Az önce karşıdaki odadan aceleyle çıkan bir kadın görmüştü. Oda numarasının yanındaki parlak altın harflerle yazılmış "VIP" yazısını görünce, merakı daha da arttı.
"Burada VIP bir oda alabilen kişi ya çok zengin ya da çok güçlüdür. Çoğu insan bu büyük isimlere yaklaşmayı sadece hayal edebilir, peki o kadın neden az önce bu kadar korkmuştu?" Sabina meraktan çatlıyordu. Dayanamadı ve Thalia'nın aralık bıraktığı kapıyı iterek içeri bir göz attı.
Hâlâ uyuyan adamı ve çarşaftaki küçük kan lekesini gördüğünde, gözleri heyecanla parladı.
"Brian Rogers? Aman Tanrım! Gerçekten o mu? Rogers Grubu'nun CEO'su!" Sabina şansına inanamıyordu. Altın fırsatı nihayet önüne gelmişti!
Eğer Brian gibi güçlü bir adamla çıkabilirse, istediği her şeyi elde edebilirdi!
Bu düşünce onu heyecanlandırdı ve sabırsızlanmaya başladı. Hızla tüm kıyafetlerini çıkarıp Brian'ın yanına yatağa girdi.
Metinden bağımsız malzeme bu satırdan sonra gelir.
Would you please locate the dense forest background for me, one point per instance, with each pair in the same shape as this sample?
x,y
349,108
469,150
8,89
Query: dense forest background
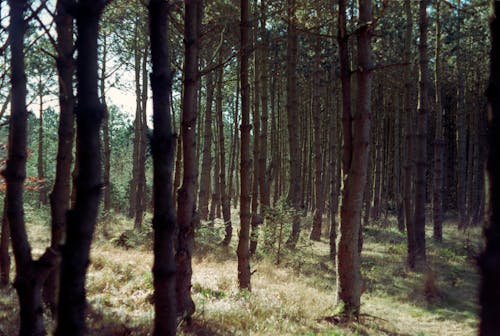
x,y
341,143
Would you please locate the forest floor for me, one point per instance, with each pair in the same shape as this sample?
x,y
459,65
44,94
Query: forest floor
x,y
295,297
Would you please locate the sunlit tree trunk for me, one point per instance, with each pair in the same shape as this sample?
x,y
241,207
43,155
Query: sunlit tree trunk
x,y
349,263
185,195
489,260
244,239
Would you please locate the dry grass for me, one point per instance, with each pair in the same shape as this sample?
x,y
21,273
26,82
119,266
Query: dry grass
x,y
294,298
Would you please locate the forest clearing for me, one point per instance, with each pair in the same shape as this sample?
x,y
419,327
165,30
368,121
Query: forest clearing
x,y
294,298
250,167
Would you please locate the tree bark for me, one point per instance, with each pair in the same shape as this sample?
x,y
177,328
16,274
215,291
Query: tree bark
x,y
349,263
60,195
244,239
206,165
438,141
163,147
185,195
82,217
489,260
295,183
421,157
30,274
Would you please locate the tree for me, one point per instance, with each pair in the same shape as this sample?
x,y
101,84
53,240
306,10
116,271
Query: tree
x,y
489,260
348,265
81,219
60,195
421,144
186,198
244,239
30,273
163,145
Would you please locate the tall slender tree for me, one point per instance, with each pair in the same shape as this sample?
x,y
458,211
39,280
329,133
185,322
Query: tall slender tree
x,y
244,235
163,148
489,261
349,263
186,198
81,219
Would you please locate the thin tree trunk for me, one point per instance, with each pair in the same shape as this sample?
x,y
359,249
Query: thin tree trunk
x,y
82,217
244,239
59,198
318,162
4,248
489,260
30,274
439,141
105,129
185,195
349,263
163,148
421,157
295,185
206,165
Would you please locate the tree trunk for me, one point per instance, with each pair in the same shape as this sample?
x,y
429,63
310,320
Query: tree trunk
x,y
105,129
318,162
185,197
349,263
30,274
4,248
295,182
59,198
421,157
243,241
82,217
489,260
163,148
226,207
206,165
438,141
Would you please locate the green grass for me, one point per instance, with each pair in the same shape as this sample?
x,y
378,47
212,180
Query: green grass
x,y
293,298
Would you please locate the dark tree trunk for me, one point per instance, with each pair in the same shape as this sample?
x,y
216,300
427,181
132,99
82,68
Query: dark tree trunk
x,y
82,217
349,261
185,197
421,158
105,129
59,198
4,248
163,146
318,162
206,164
295,181
30,274
226,207
489,261
243,242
Daha inandırıcı kılmak için, Sabina heyecanını gizledi ve yeni istismar edilmiş bir kurban gibi hafifçe ağlamaya başladı.
Yataktaki adam, ağlama sesine uyandı.
Yavaşça gözlerini açtı, Sabina'ya baktı ve derin, delici gözlerinde tehlike kokusu yayıldı.